Managing & Publishing Research Code

Several journals now request data and/or code to be made openly available in a permanent repository accessible via a digital object identifier (doi), which is – in my opinion – generally a really good thing. However, there are associated challenges. First, because the expectation that code and data are made openly available is quite new (still nowhere near ubiquitous), many authors do not know of an appropriate workflow for managing and publishing their code. If code and data has been developed on a local machine, there is work involved in making sure the same code works when transferred to another computer where paths, dependencies and software setup may differ, and providing documentation. Neglecting this is usually no barrier to publication, so there has traditionally been little incentive to put time and effort into it. Many have mad great efforts to provide code to others via ftp sites, personal webpages or over email by request. However, this relies on those researchers maintaining their sites and responding to requests.

I thought I would share some of my experiences with curating and publishing research code using Git, because actually it is really easy and feeds back into better code development too. The ethical and pragmatic arguments in favour of adopting a proper version control system and publishing open code are clear – it enables collaborative coding, it is safer, more tractable and transparent. However, the workflow isn’t always easy to decipher to begin with. Hopefully this post will help a few people to get off the ground…

Version Control:

Version control is a way to manage code in active development. It is a way to avoid having hundreds of files with names like “model_code_for” in a folder on a computer, and a way to avoid confusion copying between machines and users. The basic idea is that the user has an online (‘remote’) repository that acts as a master where the up-to-date code is held, along with a historical log of previous versions. This remote repository is cloned on the user’s machine (‘local’ repository). The user then works on code in their local repository and the version control software  (VCS) syncs the two. This can happen with many local repositories all linked to one remote repository, either to enable one user to sync across different machines or to have many users working on the same code.
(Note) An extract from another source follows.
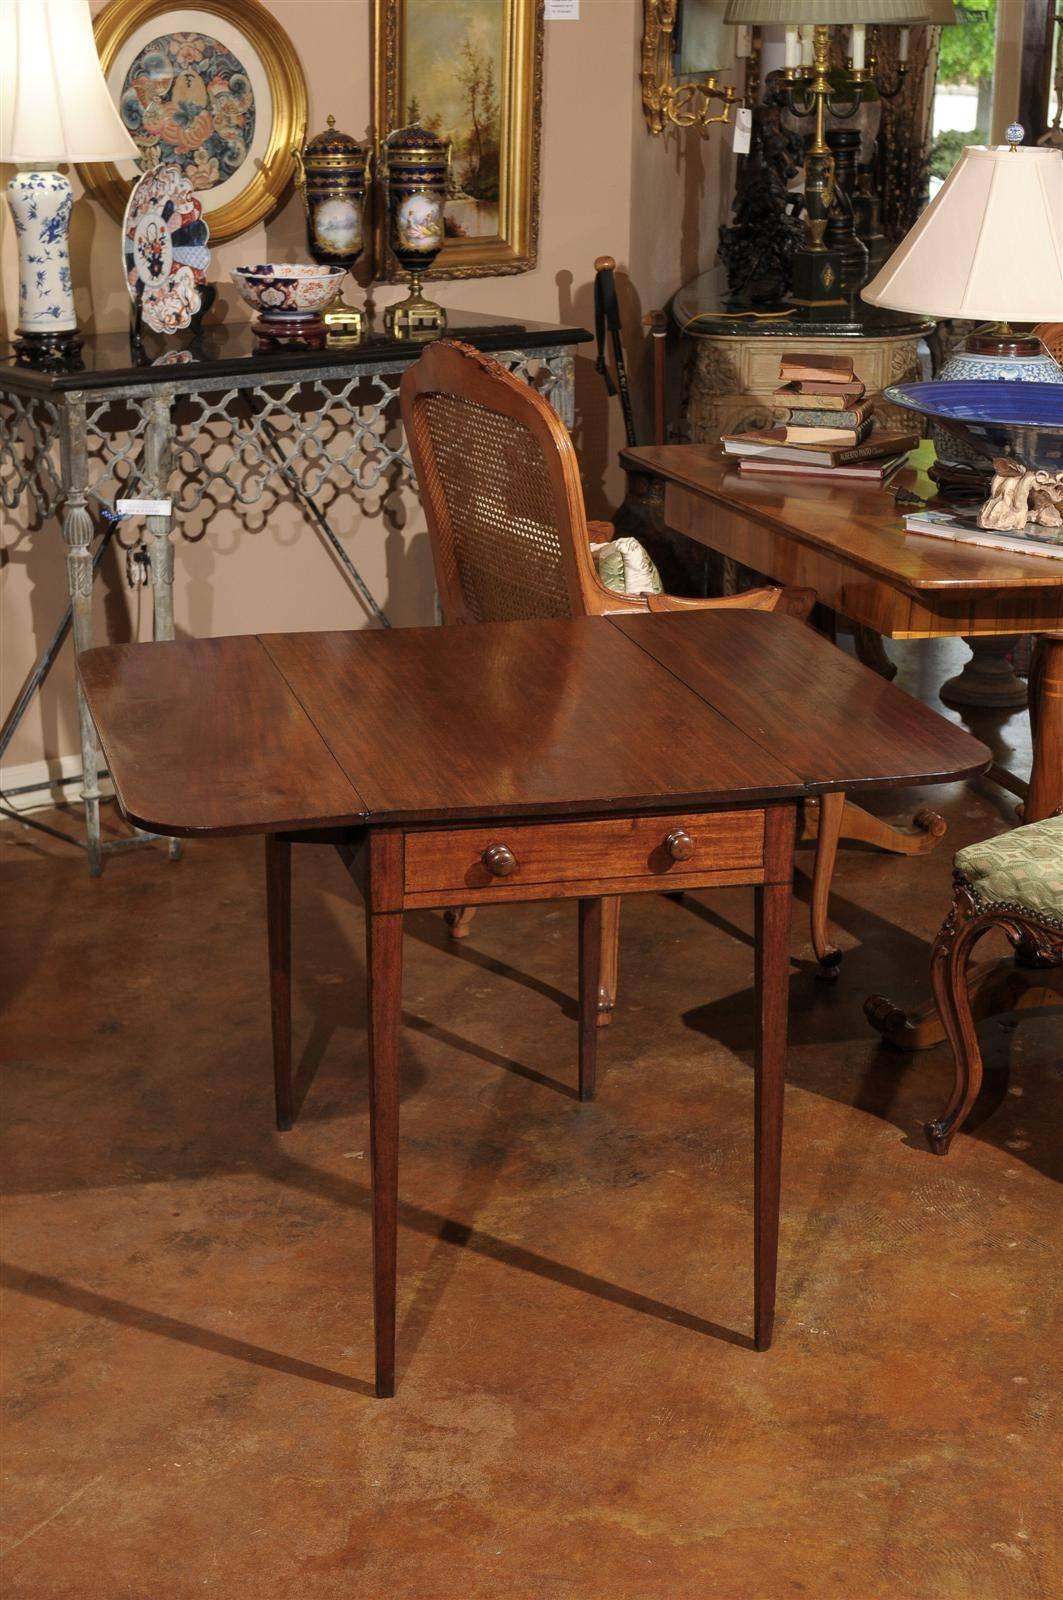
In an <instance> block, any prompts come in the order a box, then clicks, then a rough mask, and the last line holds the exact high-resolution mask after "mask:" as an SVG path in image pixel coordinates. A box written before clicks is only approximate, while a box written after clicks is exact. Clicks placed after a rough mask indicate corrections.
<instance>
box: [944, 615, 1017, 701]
mask: <svg viewBox="0 0 1063 1600" xmlns="http://www.w3.org/2000/svg"><path fill="white" fill-rule="evenodd" d="M1017 638H1018V635H1017V634H1010V635H1009V634H1005V635H993V637H989V638H965V640H964V643H965V645H969V646H970V661H969V662H967V666H965V667H964V670H962V672H959V674H957V675H956V677H954V678H949V680H948V683H943V685H941V690H940V694H941V699H943V701H945V704H946V706H988V707H993V709H997V710H1018V709H1020V707H1021V706H1025V704H1026V701H1028V693H1026V685H1025V683H1023V680H1021V678H1020V677H1017V675H1015V669H1013V667H1012V662H1010V661H1007V659H1005V658H1007V653H1009V650H1012V648H1013V646H1015V642H1017Z"/></svg>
Changes made to code in a local repository are called ‘modifications’. If the user is happy with the modifications, they can be ‘staged’. Staging adds a flag to the modified code, telling the VCS that the code should be considered as a new version to eventually add to the remote repository. Once the user has staged some code, the changes must be ‘committed’. Committing is saving the staged modifications safely in the local repository. Since the local repository is synced to the remote repository by the VCS, I think of making a commit as “committing to update the remote repository later”. Each time the user ‘commits’ they also submit a ‘commit message’ which details the modifications and the reasons they were made. Importantly, a commit is only a local change. Staging and committing modifications can be done offline – to actually send the changes to the remote repository the user ‘pushes’ it.

Adapted from

Sometimes the user might want to try out a new idea or change without endangering the main code. This can be achieved by ‘branching’ the repository. This creates a new workflow that is joined to the main ‘master’ code but kept separate so the master code is not updated by commits to the new branch. These branches can later be ‘merged’ back onto the master branch if the experiments on the branch were successful.

These simple operations keep code easy to manage and tractable. Many people can work on a piece of code, see changes made by others and, assuming the group is pushing to the remote repository regularly, be confident they are working on the latest version. New users can ‘clone’ the existing remote repository, meaning they create a local version and can then push changes up into the main code from their own machine. If a local repository is lagging behind the remote repository, local changes cannot be pushed until the user pulls the changes down from the remote repository, then pushes their new commits. This enables the VCS and the users to keep track of changes.


To make the code useable for others outside of a research group, a good README should be included in the repository, which is a clear and comprehensive explanation of the concept behind the code, the choices made in developing it and a clear description of how to use and modify it. This is also where any permissions or restrictions on usage should be communicated, and any citation or author contact information. Data accompanying the code can also be pushed to the remote repository to ensure that when someone clones it, they receive everything they need to use the code.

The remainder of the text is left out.